Stop Paying Too Much for Insurance

Businessman Driving

Businesses with their own fleet of vehicles often need commercial auto insurance. These policies cater specially to the needs of business drivers. For this reason, they often differ from personal auto policies.

However, no two commercial auto insurance policies are alike. Every business is unique and every driver is different. It often takes time to determine what coverage you need based on your business' individual risks.

Nonetheless, you can still get the right commercial auto coverage, as long as you do the right research.

Step One: Analyze Your Business Assets

Before beginning to search for insurance, business owners should consider the business itself. Ask yourself these questions when you start thinking about coverage:

  • What's the business' bottom line? How much can it afford to pay for commercial auto insurance? Getting too much insurance may mean paying a price for coverage that the business cannot reasonably afford.
  • How much does the business stand to lose in the event of a vehicle accident? Does the business have the money to afford certain vehicle repairs or replacement costs? Failing to carry the adequate amount of insurance could open the business up to financial risk. Accidents might lead to medical costs, car repair bills and even lawsuits against the business. Businesses need to be able to meet these costs. The right commercial auto policies can help.

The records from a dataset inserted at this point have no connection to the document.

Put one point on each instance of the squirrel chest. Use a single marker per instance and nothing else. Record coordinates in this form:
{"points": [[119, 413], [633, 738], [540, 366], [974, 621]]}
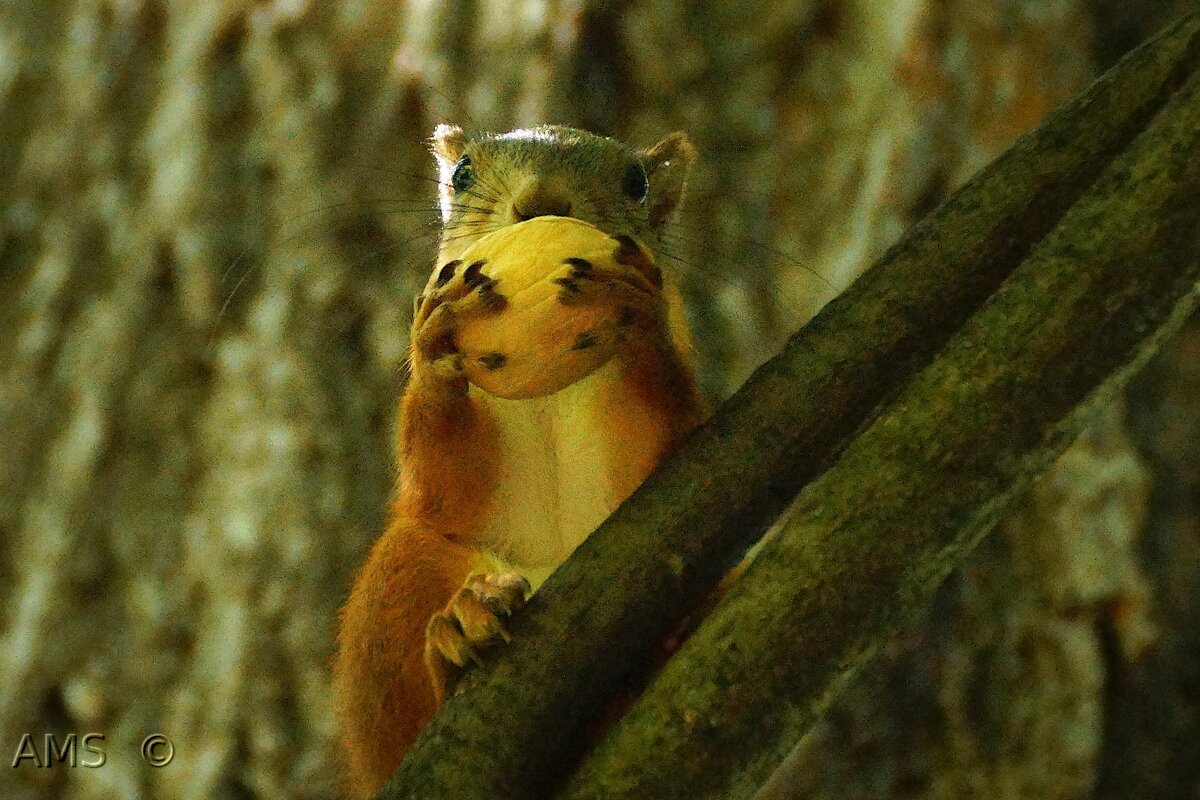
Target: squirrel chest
{"points": [[564, 462]]}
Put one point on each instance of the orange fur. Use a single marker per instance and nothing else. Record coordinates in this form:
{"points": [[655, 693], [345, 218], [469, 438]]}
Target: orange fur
{"points": [[465, 459]]}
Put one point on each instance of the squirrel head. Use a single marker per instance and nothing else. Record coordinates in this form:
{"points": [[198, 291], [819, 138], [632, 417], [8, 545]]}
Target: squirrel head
{"points": [[498, 179]]}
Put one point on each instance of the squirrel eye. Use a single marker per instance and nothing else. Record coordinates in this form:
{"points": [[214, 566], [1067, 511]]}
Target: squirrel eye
{"points": [[463, 175], [635, 184]]}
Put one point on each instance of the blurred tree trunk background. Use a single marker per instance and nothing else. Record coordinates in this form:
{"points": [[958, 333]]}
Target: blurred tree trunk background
{"points": [[213, 220]]}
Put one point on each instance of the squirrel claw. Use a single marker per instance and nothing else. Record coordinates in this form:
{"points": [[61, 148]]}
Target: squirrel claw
{"points": [[469, 624]]}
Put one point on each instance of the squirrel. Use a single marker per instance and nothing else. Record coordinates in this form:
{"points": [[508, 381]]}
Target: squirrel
{"points": [[492, 493]]}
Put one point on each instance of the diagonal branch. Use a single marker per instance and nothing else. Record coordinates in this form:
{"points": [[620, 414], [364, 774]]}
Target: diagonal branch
{"points": [[515, 729], [873, 537]]}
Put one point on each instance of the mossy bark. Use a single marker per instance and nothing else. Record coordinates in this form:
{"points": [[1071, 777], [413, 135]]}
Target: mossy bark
{"points": [[670, 542], [874, 536]]}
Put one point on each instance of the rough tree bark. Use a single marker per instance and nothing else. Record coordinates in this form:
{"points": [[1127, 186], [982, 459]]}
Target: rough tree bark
{"points": [[671, 541], [192, 469]]}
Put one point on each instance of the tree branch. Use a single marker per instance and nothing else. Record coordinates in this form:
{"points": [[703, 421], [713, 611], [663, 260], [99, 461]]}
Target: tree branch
{"points": [[513, 731], [874, 536]]}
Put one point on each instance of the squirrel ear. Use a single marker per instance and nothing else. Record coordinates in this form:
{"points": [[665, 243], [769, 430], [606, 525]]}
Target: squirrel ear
{"points": [[667, 164], [448, 142]]}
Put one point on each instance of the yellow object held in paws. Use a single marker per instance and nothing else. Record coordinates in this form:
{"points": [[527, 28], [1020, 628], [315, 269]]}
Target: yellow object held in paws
{"points": [[553, 323]]}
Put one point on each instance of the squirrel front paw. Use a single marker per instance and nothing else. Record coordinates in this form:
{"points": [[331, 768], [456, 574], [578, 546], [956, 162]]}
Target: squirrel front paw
{"points": [[472, 621], [460, 293], [635, 293]]}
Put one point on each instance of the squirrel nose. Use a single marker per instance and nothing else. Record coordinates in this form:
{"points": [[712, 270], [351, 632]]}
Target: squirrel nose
{"points": [[535, 199]]}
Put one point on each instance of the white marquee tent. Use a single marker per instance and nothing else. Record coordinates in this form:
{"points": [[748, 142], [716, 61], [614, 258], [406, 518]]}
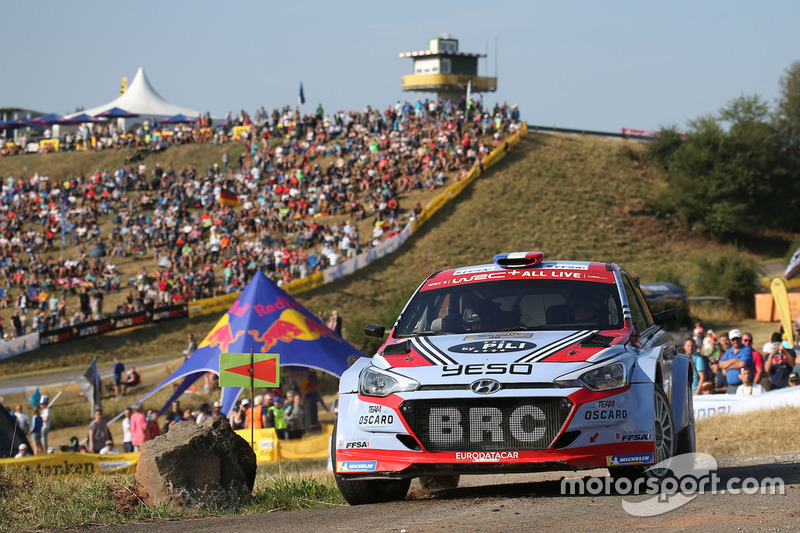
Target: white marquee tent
{"points": [[142, 99]]}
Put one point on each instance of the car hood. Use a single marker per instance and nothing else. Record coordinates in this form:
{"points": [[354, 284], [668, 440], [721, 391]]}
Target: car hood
{"points": [[572, 349]]}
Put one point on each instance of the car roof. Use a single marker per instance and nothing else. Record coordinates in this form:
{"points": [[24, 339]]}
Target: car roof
{"points": [[553, 270]]}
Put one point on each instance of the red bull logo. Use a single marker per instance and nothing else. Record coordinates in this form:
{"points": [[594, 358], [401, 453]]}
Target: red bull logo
{"points": [[291, 325], [221, 335]]}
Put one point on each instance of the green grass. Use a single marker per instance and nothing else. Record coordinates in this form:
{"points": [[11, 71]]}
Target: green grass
{"points": [[571, 197], [34, 503]]}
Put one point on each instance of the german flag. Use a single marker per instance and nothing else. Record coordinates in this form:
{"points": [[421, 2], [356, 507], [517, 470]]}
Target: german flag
{"points": [[226, 197]]}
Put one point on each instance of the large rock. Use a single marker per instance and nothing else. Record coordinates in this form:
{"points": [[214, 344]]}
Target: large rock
{"points": [[207, 465]]}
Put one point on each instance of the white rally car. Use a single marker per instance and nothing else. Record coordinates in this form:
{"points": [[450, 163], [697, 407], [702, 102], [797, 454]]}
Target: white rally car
{"points": [[522, 365]]}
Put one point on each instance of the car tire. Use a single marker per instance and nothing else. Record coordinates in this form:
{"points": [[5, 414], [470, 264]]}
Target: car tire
{"points": [[365, 491], [439, 482], [665, 439]]}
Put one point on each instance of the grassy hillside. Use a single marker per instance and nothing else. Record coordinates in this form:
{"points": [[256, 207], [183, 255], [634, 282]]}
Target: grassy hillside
{"points": [[571, 197]]}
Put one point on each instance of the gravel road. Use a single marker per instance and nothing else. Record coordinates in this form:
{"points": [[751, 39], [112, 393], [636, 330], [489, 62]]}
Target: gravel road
{"points": [[524, 503]]}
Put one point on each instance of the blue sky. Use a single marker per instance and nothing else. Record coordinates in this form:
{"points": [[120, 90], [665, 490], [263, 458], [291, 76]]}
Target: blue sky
{"points": [[597, 65]]}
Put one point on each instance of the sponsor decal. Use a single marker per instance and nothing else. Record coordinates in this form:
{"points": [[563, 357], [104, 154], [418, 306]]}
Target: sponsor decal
{"points": [[499, 346], [375, 420], [114, 465], [631, 459], [474, 270], [477, 369], [569, 267], [356, 466], [606, 414], [486, 457], [632, 437], [498, 336], [526, 424], [485, 386]]}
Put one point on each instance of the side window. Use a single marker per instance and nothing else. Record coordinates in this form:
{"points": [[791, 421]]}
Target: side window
{"points": [[639, 313]]}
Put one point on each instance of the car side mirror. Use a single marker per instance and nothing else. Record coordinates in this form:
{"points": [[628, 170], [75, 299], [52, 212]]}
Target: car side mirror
{"points": [[374, 331], [665, 316]]}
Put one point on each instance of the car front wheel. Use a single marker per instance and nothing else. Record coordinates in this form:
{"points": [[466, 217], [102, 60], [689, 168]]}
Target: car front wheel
{"points": [[363, 491]]}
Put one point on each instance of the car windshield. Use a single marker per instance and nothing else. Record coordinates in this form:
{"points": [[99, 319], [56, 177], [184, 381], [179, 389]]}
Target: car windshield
{"points": [[514, 305]]}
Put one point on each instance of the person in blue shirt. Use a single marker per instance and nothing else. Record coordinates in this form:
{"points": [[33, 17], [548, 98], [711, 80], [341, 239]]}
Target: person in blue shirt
{"points": [[735, 358], [699, 369], [119, 371]]}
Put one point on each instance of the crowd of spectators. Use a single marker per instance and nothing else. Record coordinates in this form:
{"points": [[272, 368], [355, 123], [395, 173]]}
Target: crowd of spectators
{"points": [[731, 363], [294, 169]]}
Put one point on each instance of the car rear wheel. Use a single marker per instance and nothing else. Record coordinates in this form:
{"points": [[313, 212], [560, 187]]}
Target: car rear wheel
{"points": [[364, 491], [665, 441]]}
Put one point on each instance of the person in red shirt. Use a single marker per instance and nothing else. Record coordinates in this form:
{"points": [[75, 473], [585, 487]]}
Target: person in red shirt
{"points": [[758, 361]]}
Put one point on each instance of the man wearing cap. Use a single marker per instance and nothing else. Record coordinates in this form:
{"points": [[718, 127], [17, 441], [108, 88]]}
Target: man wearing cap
{"points": [[276, 418], [108, 448], [735, 358], [23, 451], [44, 412], [236, 418], [253, 414]]}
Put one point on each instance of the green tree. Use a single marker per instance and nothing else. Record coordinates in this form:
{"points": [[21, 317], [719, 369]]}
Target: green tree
{"points": [[725, 180], [787, 113]]}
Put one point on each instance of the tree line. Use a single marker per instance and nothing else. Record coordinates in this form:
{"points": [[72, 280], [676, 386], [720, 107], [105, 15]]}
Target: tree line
{"points": [[736, 170]]}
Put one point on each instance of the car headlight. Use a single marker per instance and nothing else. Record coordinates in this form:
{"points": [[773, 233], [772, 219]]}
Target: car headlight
{"points": [[375, 382], [613, 376]]}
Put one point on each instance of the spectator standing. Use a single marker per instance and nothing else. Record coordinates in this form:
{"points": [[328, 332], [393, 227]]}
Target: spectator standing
{"points": [[758, 359], [735, 358], [276, 418], [295, 417], [174, 416], [127, 434], [108, 448], [119, 371], [153, 430], [23, 421], [36, 432], [779, 363], [98, 432], [748, 388], [335, 323], [22, 451], [204, 414], [44, 412], [139, 432], [253, 417], [190, 347], [699, 369], [237, 416]]}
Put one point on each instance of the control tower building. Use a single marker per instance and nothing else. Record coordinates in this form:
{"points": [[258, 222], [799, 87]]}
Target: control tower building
{"points": [[443, 70]]}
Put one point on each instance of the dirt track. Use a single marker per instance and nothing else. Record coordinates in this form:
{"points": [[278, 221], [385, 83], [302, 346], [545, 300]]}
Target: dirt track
{"points": [[527, 503]]}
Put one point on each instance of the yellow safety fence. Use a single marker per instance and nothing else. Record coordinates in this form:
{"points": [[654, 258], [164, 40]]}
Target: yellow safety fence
{"points": [[266, 444]]}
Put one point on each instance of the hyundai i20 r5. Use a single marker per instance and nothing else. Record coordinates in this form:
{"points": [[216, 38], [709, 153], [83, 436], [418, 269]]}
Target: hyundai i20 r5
{"points": [[521, 365]]}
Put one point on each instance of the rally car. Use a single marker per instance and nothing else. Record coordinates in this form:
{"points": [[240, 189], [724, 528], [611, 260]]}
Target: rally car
{"points": [[521, 365]]}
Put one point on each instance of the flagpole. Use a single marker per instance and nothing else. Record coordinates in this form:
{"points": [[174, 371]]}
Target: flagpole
{"points": [[252, 400]]}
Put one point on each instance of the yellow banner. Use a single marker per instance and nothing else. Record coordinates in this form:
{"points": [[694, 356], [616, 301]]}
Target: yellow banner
{"points": [[269, 447], [781, 297], [52, 143], [64, 464], [240, 131]]}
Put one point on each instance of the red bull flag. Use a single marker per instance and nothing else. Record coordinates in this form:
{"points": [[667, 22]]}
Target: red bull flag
{"points": [[266, 320]]}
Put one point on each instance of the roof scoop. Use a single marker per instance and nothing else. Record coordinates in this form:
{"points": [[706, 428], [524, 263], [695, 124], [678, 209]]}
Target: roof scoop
{"points": [[518, 259]]}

It's worth noting that a lot of factors determine insurance affordability. For instance, a business' income and credit may impact the cost of coverage. So, it's critical to have a strong grasp on your assets as you shop for adequate coverage.

Step Two: Analyze the Vehicles and Their Uses

Commercial auto insurance can apply to many different types of business vehicles. The type of vehicles you utilize, and the ways you use them, can often impact the coverage you need.

  • The type and value of a vehicle may impact the coverage you need. For example, a personal vehicle often has a different value than a commercial truck, a delivery van or a food truck. These values often influence the financial risks drivers pose to their insurance companies. Because of this, a driver with a high-value or specialty vehicle may need higher levels of collision or comprehensive coverage than another driver would.
  • The amount of usage commercial vehicles see often influences commercial vehicle coverage. For example, pharmaceutical representatives may drive company cars hundreds of miles every day as they travel from customer to customer. Food truck operators, on the other hand, may only drive around town but still spend hours parked on a busy street. Each of these vehicles face unique risks, and commercial auto coverage must protect them accordingly.
  • A vehicle's use may mandate special commercial coverage. For example, a food truck may come with built-in appliances. Other vehicles may haul high-value items or hazardous materials. These vehicles may encounter risks that others do not.

Step Three: Analyze the Driver

The driver of the vehicle may impact the coverage you need. For example, some companies own vehicles that they let their employees use. Other businesses extend commercial coverage to employees who use their own cars for commercial purpose.

Every employee authorized to drive a company vehicle needs unique consideration when a business buys commercial auto insurance coverage. Employees face unique risks when operating company vehicles. They also bring their own driving risks to the company. Therefore, the business should take steps to appropriately protect their own drivers.

  • When insuring company-owned vehicles, company owners should always include all potential drivers on their policies.
  • If drivers use their own vehicles, the business should ensure those drivers and vehicles have the correct coverage. They might add those vehicles to the company policy, for instance.

Only hire drivers who have the qualifications and skills to adequately operate the vehicle.

Step Four: Get the Correct Coverage

After you analyze your business, drivers and vehicles, it is time to talk to your agent about getting the right coverage. Some of your choices might include:

  • Collision Coverage: Should a company vehicle be involved in a wreck, this coverage can help repair or replace it.
  • Comprehensive Coverage: Commercial vehicles may face damage from incidents away from the open road. Fires, theft, vandalism and weather may damage the vehicle. Comprehensive coverage can provide the funds to repair the vehicle and replace lost items.
  • Liability Coverage: Your employees might be deemed at-fault for an accident that injures someone else or damages to their property. This coverage can help you compensate third parties for those damages. It may also help your business deal with any legal action taken against it for the incident.
  • Uninsured/Underinsured Coverage: This coverage can help a driver cover losses if they're involved in an accident where the at-fault driver who doesn't have the right coverage.

Policyholders should also make sure they have the appropriate coverage for any contents they carry in their vehicles. While comprehensive and collision coverage often provide this protection, some items may need extra care. Inland marine insurance or a special contents rider may be necessary.

Analyzing your business, drivers, vehicles and their intended uses sets a foundation that helps you get commercial coverage. By working with your insurance agent, you can get a policy that meets your business' need and budget.